26 March 2007

LVD Orion adds cost-effective laser capacity for Wallace McDowell.

When Wallace McDowall needed to expand its laser capacity it decided to try a new approach. Rather than simply adding a new shuttle table machine from its existing supplier it invested in a 4kW LVD Orion system. This gave a high level of performance with a 40% cost saving and provided a complementary capacity to its existing machines.

Wallace McDowall offers an all-round subcontracting service based around four lasers and a punch press. Customers include leading yellow goods manufacturers, agricultural equipment makers and a highly successful manufacturer of bespoke dog kennels. It even has an associate company that produces its own line of football goal posts. As MD Jim Wilson says, "If it's made of metal, we will make it".

Production covers everything from 0.5mm up to 20mm in batches varying from 5000-off to single components, and includes both flat blanks and fully fabricated and painted assemblies.

"Most of our work is in the 6 to 8mm range, with an average batch size of 50. But a big chunk of what we do is one-offs. It really is very diverse, but everything we manufacture starts its life on punch or the lasers. We have focused on using lasers because that is the market we tend to be in. They are flexible, accurate and give you a good finish that doesn't need deburring. The punch isn't much good once you get above around 4mm, but we do use it for form work too," says Jim.

The need to invest in a new laser was driven by the continuing growth of the company. Turnover has risen from £2.5 million five years ago when the company was the subject of a management buyout to more than £5.5 million now and it is still growing.

"We had always used the same supplier of laser machines, so it was a big move to go to another laser manufacturer, but things change and you have to look at what is available in the marketplace."

He says that as well as the price, the things that drew Jim to the LVD Orion were its simplicity and the fact that it was robustly built.
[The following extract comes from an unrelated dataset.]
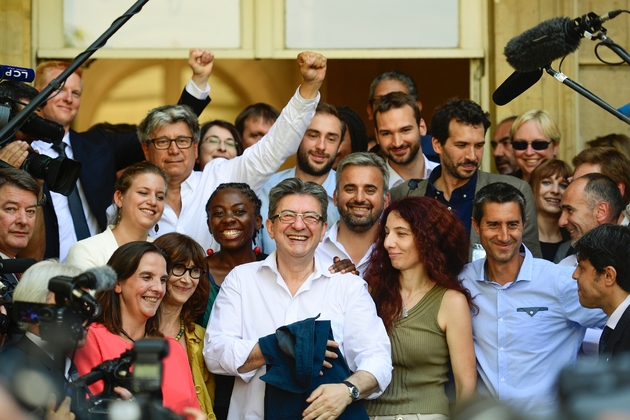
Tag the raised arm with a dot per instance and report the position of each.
(313, 69)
"It's the only laser we have without a pallet changer, and it doesn't have all the bells and whistles that you would get on a more expensive machine but we have those already if we need them," says Jim.

"Because of the lower capital cost the cost per part and depreciation are lower, so it is cheaper to run for the same charge out rate. You do lose a bit of time because you don't have the shuttle tables and have to change the sheet by hand, but the answer is to use it for the jobs it is most suited to."

In practice this tends to mean smaller, heavier gauge and more complicated components where the running times per sheet are longer. If the sheet is on the laser for an hour and a half then the ten minutes spent loading and unloading becomes less important. Whereas simpler, larger parts running at, say, five minutes a sheet would naturally be most suited to the shuttle table machines.

Wallace McDowall has taken a similar approach to its forming and invested in a compact LVD PPRM press brake to complement its existing capacity. The PPRM uses electric reluctance motor and hydraulic technology, which makes it very fast and accurate on small components.

"We were working two shifts and were stretched with the two machines we already had. These are 170-tonne and 130-tonne machines, but a lot of the work they were doing was 15-tonne work. It's nonsense having a great big machine doing those little components when we have plenty of big parts to keep them occupied; you are wasting time and power."

Both machines have so far proved to be efficient and reliable runners says Jim, and he is happy with the way they have added value to the business.

"You get a lot of performance for your money with the Orion and it is 40% cheaper than the type of machine we would have bought in the past. And it gives us the chance to see what an LVD machine can do, how reliable it is, and what the LVD service and backup are like. Price is important, but there is no point having any machine if it doesn't keep working. And if it does break down we need the engineer to be here as quickly as possible to have it back up and working as quickly as possible. That's one of the main criteria we have when we are selecting lasers now," he says.

"The reliability has been first class, and when we had a couple of minor problems the response was immediate. The Orion was running three shifts the week it was installed and has been working 120 hours a week for the past six months you can't ask for better than that."